This is a quick reference cheat sheet for Linux commands to manage files on the command line.
Counting Files
Count the files (including directories) in a directory. This gives you the total number of files:
ls | wc -l
Count the files in a directory, per each type of extension. This will tell you how many of each type of file there is in a directory. It’s a quick summary and doesn’t list each single filename:
find -type f | sed -e 's/.*\.//' | sort | uniq -c
Count all the files in a directory of one particular extension. This example counts all .jpg
files. It will give you the count, but this doesn’t list each filename. This one is not recursive.
ls | grep '\.jpg$' | wc -l
Recursively count all the files in a directory of one particular extension. This example counts all .php
files. It will give you the count, but this doesn’t list each filename.
find . -type f -print | grep '\.php$' | wc -l
Listing Filenames
List Files by Extension
List all files of a particular extension in a directory. This one is not recursive. (See below for the recursive one.) This example lists all .jpg
files:
ls | grep '\.jpg$'
Recursively list all files of a specific extension in a directory and all sub-directories. This example lists all .jpg
files, and the sub-directory it is found in, if any:
find . -type f -name "*.jpg"
List Files By Size
Find all files in a directory with a specific file size. This example lists specific files that are 50000k or larger:
find -type f -size +50000k -exec ls -lh {} \; | awk '{ print $9 ": " $5 }'
List Directories Sorted by Size
List all folders in a directory sorted by MegaBytes. This will give the size, in MB, of all folders:
du --max-depth=1 | sort -n | awk 'BEGIN {OFMT = "%.0f"} {print $1/1024,"MB", $2}'
Compare Lists of Files in 2 Text Files
Get the Difference of 2 Lists
If you have two text files that each contain a list of filenames, this lets you find the filenames that are in one list and not in the other list. This will find and list all files that are in “file_1.txt” but not in “file_2.txt”:
grep -v -f file_2.txt file_1.txt
To see the opposite, that is, the files that are in “file_2.txt” but not in “file_1.txt”, flip the order of the files in the command, like this:
grep -v -f file_1.txt file_2.txt
Get the Union of 2 Lists, That is Files That Appear in Both Lists
If you have two text files that each contain a list of filenames, this lets you find the filenames that appear in both lists. This will find and list all files that are listed in “file_1.txt” and in “file_2.txt”:
comm -12 <(sort file_1.txt) <(sort file_2.txt)

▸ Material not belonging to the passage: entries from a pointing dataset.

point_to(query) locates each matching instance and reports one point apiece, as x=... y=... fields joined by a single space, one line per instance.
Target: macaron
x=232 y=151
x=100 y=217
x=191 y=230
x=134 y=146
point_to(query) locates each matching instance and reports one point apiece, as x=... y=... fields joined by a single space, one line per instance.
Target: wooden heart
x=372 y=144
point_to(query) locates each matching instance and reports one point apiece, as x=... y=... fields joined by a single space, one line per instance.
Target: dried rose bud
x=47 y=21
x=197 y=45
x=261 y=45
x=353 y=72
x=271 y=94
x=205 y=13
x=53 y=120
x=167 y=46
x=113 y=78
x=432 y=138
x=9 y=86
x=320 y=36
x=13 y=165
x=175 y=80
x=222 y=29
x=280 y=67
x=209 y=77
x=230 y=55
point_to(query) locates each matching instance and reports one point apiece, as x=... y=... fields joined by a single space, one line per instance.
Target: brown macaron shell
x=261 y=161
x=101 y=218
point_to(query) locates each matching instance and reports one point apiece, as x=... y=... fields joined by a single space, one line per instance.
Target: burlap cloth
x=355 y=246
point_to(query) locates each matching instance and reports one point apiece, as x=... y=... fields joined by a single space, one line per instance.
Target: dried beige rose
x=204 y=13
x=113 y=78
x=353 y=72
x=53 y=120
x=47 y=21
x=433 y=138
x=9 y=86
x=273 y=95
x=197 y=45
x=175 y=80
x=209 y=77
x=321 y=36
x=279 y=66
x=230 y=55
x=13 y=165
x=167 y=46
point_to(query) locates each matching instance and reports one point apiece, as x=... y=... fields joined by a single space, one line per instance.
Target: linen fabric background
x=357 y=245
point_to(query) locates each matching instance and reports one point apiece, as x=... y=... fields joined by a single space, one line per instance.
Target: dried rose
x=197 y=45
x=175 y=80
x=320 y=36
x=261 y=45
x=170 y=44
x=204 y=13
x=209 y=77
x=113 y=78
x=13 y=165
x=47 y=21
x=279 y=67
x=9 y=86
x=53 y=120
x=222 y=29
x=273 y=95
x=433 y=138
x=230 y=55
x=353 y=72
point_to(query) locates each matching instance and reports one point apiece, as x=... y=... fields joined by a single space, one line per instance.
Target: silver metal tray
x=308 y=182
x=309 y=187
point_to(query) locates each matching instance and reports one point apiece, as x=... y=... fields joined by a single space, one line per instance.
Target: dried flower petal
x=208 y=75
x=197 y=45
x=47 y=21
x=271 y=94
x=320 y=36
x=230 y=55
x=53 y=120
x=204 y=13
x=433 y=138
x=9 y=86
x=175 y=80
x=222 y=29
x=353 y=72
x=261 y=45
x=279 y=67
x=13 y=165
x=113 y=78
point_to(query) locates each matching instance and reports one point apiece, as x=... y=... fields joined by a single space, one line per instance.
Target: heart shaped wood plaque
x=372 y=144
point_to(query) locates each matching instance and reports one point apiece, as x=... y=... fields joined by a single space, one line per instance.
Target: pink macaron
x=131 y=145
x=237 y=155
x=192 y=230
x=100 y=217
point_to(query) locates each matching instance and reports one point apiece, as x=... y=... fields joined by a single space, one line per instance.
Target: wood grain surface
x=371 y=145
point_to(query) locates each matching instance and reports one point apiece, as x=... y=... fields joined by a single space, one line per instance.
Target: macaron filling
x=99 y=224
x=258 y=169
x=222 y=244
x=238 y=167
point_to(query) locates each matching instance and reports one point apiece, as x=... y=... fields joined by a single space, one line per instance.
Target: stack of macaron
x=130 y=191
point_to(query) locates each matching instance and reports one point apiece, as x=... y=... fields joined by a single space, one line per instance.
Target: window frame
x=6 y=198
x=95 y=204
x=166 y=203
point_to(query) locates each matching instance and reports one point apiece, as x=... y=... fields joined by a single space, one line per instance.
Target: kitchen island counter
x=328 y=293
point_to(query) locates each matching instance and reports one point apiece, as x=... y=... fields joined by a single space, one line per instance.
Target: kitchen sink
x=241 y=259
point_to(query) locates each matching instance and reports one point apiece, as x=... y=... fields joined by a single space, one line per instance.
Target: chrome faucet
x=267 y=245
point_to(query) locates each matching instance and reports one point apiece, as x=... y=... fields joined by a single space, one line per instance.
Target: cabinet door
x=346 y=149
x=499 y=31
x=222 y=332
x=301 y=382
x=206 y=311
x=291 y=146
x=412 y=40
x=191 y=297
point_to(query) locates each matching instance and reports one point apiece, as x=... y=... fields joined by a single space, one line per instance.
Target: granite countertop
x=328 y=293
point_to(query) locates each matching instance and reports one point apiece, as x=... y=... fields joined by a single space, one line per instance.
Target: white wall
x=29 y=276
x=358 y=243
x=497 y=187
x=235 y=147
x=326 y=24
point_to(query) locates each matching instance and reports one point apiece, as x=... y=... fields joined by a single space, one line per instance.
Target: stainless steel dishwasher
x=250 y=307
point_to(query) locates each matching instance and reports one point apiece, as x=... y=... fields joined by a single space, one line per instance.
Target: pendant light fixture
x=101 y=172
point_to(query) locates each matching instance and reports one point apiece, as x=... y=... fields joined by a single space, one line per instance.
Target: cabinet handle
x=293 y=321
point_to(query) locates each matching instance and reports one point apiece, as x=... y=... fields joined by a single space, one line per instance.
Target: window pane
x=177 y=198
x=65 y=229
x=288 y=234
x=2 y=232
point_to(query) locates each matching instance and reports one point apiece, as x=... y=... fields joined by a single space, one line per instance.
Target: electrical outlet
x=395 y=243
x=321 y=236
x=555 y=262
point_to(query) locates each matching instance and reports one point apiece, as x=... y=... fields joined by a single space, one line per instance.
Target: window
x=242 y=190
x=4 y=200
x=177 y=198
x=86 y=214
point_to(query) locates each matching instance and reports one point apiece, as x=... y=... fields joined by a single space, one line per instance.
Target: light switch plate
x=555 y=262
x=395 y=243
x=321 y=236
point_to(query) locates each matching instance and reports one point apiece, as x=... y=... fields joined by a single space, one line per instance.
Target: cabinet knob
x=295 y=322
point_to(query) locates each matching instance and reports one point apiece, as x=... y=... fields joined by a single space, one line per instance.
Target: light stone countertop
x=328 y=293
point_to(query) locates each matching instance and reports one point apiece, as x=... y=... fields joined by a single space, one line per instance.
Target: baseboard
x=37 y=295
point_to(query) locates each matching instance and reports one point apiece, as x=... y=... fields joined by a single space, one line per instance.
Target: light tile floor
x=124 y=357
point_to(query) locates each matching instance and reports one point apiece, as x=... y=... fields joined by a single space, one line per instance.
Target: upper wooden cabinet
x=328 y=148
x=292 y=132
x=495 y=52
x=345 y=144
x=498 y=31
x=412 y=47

Compare Files in a Directory
Compare the contents of two folders with the diff
command. This lets you see the difference between two directories, meaning the difference of files between two folders. This compares just filenames, and not the file contents:
diff <(cd folder1 && find . | sort) <(cd folder2 && find . | sort)

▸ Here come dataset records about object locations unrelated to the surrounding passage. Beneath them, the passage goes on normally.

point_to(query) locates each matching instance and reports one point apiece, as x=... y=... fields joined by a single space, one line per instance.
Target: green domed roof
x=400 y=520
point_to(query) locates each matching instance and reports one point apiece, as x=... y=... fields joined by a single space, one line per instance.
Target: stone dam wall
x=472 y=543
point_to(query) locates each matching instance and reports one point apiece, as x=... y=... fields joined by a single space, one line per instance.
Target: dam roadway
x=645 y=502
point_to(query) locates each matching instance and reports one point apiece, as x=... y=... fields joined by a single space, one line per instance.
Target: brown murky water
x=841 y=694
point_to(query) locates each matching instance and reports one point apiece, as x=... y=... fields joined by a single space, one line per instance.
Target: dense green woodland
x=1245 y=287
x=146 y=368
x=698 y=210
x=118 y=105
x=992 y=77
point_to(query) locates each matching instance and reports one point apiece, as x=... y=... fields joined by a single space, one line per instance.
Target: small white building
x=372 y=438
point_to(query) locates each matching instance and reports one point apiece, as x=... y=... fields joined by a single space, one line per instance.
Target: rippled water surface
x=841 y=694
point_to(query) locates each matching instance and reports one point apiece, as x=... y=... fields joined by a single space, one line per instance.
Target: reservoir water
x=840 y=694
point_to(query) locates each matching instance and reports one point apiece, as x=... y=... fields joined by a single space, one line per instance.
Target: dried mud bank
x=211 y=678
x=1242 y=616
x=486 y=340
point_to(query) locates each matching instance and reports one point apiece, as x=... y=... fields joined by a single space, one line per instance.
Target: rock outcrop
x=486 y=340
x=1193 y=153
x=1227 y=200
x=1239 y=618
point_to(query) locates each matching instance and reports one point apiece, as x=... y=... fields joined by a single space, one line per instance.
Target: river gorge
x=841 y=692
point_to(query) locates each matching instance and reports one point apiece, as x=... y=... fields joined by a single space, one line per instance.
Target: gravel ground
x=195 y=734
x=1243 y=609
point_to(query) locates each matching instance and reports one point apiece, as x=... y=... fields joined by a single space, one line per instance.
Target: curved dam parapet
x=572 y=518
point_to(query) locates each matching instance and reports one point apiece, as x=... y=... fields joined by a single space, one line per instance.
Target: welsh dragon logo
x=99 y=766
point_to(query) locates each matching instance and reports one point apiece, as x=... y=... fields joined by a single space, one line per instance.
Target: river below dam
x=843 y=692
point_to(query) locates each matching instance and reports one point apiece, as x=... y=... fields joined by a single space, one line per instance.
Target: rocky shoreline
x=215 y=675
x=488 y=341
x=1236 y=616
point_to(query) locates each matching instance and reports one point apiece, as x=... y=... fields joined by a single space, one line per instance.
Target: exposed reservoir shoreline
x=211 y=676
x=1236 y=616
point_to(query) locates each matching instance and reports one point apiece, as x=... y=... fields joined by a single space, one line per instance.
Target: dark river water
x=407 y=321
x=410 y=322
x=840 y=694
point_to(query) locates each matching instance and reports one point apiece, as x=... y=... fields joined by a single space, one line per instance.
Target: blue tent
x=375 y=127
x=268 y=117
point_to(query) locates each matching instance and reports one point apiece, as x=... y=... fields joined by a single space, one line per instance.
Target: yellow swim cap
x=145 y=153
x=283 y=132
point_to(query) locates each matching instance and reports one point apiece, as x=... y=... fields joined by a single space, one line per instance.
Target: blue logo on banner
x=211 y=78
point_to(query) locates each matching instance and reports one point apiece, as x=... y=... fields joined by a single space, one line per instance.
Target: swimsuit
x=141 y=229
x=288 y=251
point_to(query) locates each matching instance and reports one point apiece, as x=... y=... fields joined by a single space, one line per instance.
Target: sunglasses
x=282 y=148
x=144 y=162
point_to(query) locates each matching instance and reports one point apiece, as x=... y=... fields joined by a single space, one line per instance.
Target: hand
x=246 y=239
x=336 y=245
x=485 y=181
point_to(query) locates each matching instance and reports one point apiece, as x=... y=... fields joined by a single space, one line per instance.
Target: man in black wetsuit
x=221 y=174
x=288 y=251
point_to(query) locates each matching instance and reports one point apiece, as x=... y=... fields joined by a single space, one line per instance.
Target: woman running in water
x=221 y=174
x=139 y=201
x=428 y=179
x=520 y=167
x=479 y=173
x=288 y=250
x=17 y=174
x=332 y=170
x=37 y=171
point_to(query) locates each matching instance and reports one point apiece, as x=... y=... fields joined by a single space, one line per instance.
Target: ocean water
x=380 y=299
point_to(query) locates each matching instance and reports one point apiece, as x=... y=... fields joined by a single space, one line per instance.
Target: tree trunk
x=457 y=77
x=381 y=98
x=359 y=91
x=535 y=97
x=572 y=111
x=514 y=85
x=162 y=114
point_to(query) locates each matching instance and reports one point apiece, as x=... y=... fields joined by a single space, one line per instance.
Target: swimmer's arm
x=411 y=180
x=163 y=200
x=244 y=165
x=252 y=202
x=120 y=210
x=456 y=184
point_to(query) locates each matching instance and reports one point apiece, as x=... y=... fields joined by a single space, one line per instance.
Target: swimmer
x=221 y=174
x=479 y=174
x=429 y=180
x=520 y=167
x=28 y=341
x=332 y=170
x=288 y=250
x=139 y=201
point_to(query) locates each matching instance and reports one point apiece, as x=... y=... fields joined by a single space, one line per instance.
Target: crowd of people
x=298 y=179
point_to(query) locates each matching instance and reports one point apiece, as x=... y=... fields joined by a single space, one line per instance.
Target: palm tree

Search Contents of All Files For Strings Listed in a Text File
Search the content of all files in a directory for each string listed in a text file. In other words, search to find all strings that are listed in a text file, searching the contents (within the file content) of all files of a specified directory, recursively. In the following example command, the search strings are listed in a file called “searchlist.txt” with each search string on a new line. It will search the content of all files in the dir
directory.
find /home/path/to/search/dir -type f -exec grep -if searchlist.txt /dev/null {} +
Copying or Moving Files
Copy all files of a certain extension from one directory to another directory. The following example copies all JPG files (ending with “.jpg”) from directory 1 (dir1
) to directory 2 (dir2
).
find /dir1 \( -name "*.jpg" \) -exec cp {} /dir2 \;
To copy files from a list of filenames, from one directory to another, assuming the list is named “copy_list.txt”, and you want the files moved to “new_dir”:
xargs -a copy_list.txt cp -t /home/path/to/new_dir
For the above command, it is important that the “copy_list.txt” contain a list of filenames that have their full path, for example:
/home/path/to/image-1.jpg /home/path/to/image-2.jpg /home/path/to/image-3.jpg
Deleting Files
To delete all files listed in a text file, assuming your list is saved in a file called “delete_list.txt” with each file on a new line. It should list the full path to the file, not just the filename. This command will delete all files listed in the text file:
xargs rm -r <delete_list.txt
Renaming Files
The following examples bulk rename all files in a folder.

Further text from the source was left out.